German investment affected by attacks in northern Mozambique
Head of the International Monetary Fund (IMF) mission to Mozambique Ricardo Velloso (left) with Ari Aisen Resident Representative, in Maputo. Photo: Domingo
There were no kind words from the new head of IMF missions to Mozambique, Ricardo Velloso. After the 25 July – 3 August visit, he said the economy is only “recovering gradually” and that even more austerity is needed.
Velloso said “On the revenue side, the mission recommended removing VAT exemptions, except for basic basket goods, and strengthening VAT administration. It advised, on the spending side, reducing the size of the wage bill as a share of GDP through moderation in wage increases, particularly for top earners in the public sector, and parsimony in additional hires, which should be limited to urgent needs in social sectors.”

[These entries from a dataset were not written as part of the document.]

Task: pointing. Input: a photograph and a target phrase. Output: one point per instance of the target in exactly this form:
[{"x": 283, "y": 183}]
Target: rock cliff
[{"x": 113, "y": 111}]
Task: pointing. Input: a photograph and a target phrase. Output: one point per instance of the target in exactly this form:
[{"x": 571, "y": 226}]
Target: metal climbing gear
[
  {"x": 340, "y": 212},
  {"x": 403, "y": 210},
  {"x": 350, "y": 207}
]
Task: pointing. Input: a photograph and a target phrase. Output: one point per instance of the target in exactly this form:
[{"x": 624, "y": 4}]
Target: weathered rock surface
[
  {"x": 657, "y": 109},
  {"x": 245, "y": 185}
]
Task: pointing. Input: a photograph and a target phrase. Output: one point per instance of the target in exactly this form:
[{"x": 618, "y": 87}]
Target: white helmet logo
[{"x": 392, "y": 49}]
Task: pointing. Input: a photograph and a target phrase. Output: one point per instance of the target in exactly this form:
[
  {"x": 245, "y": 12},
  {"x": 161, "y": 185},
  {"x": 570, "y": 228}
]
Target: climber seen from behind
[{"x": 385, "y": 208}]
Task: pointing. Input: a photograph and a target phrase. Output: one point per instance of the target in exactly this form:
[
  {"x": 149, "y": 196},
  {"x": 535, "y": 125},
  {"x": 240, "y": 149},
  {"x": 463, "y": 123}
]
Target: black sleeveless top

And it in a very pointed note probably referring to recent government guaranteed Chinese export credits for Xai-Xai airport and the Macuse port and railway, Velloso said “Given that public debt is in distress, the mission encouraged the government to rely to the maximum extent possible on external grant financing and highly concessional loans, while ensuring that issuance of debt guarantees strictly follows the new, stricter approval procedures established in December 2017. … The mission also stressed the importance to continue limiting other spending items through better prioritisation, including public investment outlays.”